The Daily Update: Fed to unwind SMCCF

The Federal Reserve Board announced yesterday that they will start to wind down their corporate bond and ETF holdings which they purchased last year at the peak of the pandemic.\

“Portfolio sales will be gradual and orderly, and aim to minimise the potential for any adverse impact on market functioning by taking into account daily liquidity and trading conditions for exchange traded funds and corporate bonds”, they said in a statement.\

The market has been awaiting this move and little reaction was seen with investment grade and high yield credit default swaps little changed. The size of the Fed’s Secondary Market Corporate Credit Facility (SMCCF) is rather limited at around $13.7billion, very small in comparison to the size of the market and the Fed stopped buying on the facility at the end of last year.

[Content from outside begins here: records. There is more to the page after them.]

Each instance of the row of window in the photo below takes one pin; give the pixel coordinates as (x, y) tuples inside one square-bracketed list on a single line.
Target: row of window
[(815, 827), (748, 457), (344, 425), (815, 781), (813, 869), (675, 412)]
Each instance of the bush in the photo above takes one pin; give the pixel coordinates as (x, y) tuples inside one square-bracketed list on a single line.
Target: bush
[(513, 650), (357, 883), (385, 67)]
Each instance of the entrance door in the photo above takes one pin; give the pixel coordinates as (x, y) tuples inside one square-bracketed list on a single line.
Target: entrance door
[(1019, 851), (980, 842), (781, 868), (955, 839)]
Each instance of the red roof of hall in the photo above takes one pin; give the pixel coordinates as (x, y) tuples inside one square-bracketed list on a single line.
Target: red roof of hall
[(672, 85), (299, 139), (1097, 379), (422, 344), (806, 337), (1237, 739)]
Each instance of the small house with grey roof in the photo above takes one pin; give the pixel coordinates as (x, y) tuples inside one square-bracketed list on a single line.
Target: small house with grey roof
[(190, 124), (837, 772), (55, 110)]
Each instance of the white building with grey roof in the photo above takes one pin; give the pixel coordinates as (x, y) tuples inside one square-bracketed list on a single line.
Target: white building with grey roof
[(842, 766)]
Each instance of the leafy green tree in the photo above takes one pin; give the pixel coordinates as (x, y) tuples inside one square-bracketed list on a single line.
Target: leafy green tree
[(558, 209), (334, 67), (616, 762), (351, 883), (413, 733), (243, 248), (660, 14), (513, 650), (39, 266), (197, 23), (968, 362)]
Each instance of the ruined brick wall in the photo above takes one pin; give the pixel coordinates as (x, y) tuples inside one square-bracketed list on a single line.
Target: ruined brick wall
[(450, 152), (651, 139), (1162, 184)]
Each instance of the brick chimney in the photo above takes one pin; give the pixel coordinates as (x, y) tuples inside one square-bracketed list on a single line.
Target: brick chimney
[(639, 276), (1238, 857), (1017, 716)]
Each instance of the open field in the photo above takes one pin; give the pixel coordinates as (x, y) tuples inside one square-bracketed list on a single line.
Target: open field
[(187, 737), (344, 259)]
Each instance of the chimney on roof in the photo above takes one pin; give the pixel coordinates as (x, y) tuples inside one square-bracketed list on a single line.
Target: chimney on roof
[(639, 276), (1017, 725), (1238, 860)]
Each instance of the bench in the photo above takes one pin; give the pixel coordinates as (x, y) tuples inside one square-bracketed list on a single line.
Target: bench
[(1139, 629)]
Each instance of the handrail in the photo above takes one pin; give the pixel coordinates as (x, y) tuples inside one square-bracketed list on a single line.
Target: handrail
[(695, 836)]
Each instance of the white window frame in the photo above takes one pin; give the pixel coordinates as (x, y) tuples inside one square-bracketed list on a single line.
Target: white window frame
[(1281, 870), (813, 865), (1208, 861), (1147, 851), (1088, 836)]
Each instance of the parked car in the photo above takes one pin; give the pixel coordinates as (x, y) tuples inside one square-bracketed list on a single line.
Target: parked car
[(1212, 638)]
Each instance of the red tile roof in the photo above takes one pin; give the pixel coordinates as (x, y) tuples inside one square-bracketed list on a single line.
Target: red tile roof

The New York Fed will provide further details before sales begin but it is thought they will start with their ETF holdings and then sell the credit bonds later in the summer aiming to complete the sales by year end.\

However, this does bring into view the $8trillion on the main account in US Treasuries and Mortgage backed bonds; the market will now focus on this with any change to their $120billion a month in asset purchases keenly monitored.\

We all remember the taper tantrum of 2013 when 10 year yields rose by over 120bp on the back of the Fed announcing they were slowly cutting their quantitative easing program following the financial crash. Expectations are that they will act extremely slowly and signal clearly any move so as to avoid a similar situation; we await the Fed meeting on 16th June for, hopefully, further information.